The Dalai Lama receives a standing ovation at the state Capitol, where he spoke to a joint meeting of the Legislature.
(Photo/Richard Sennott, courtesy of Star Tribune)
HOUSE SPEAKER STEVE SVIGGUM INTRODUCED THE DALAI LAMA to the combined meeting of the Minnesota House and Senate, calling him one of the most honorable and most distinguished people of our generation. Sviggum says the Dalai Lama transcends faith and religion, and deserves respect for his commitment to peace, and his consistent example of hope and compassion.

The Dalai Lama used his time at the podium to reiterate one of his basic messages. He says any mark a person makes on the world originates from compassion and a warm heart.

"If we carry basic human spirit - human good qualities - then many problems we can reduce, eliminate."

In a news conference afterward, the Dalai Lama applauded Gov. Jesse Ventura for encouraging freer trade with China. China invaded Tibet in 1959, forcing the Dalai Lama to flee to India, where he has lived since then. Many Tibetans urge a boycott of Chinese goods until the government ends the occupation of Tibet. The Dalai Lama says open trade with China could help bring the country into a more mainstream view of human rights.

"If he agree with China, then it is a very good opportunity. Make a friend. At the same time, make clear American values."

Still, the Dalai Lama says any relations with China by the U.S. need to be accompanied by a firm position opposing human rights abuses.

He touched on many of the same topics at another appearance sponsored by the University of Minnesota's Humphrey Institute of Public Affairs. Like his other public apearances, the Dalai Lama spoke extemporaneously while seated in a chair. He told the audience of 5,000 that overpopulation and the economic gap between rich and poor are serious problems facing the world. He also cautioned against trying to find fulfillment through material excesses.

"If you have 15 diamond rings, still only 10 fingers," he said.

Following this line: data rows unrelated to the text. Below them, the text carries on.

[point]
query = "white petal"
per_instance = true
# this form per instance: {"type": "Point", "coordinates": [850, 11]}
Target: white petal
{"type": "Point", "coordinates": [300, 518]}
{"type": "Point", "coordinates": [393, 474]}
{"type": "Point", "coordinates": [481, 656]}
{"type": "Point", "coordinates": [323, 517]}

Martha Alworth drove from Duluth to hear the Dalai Lama. A self-described peacenik, Alworth says His Holiness is a brave and sweet man.

"His presence has certainly been felt. He's bringing a message of compassion and disarmament and conflict resolution that I think we all have to hear, over and over again," Alworth said.

The Dalai Lama's last scheduled public appearance was Wednesday night, an interfaith dialogue with Tibetans and religious leaders.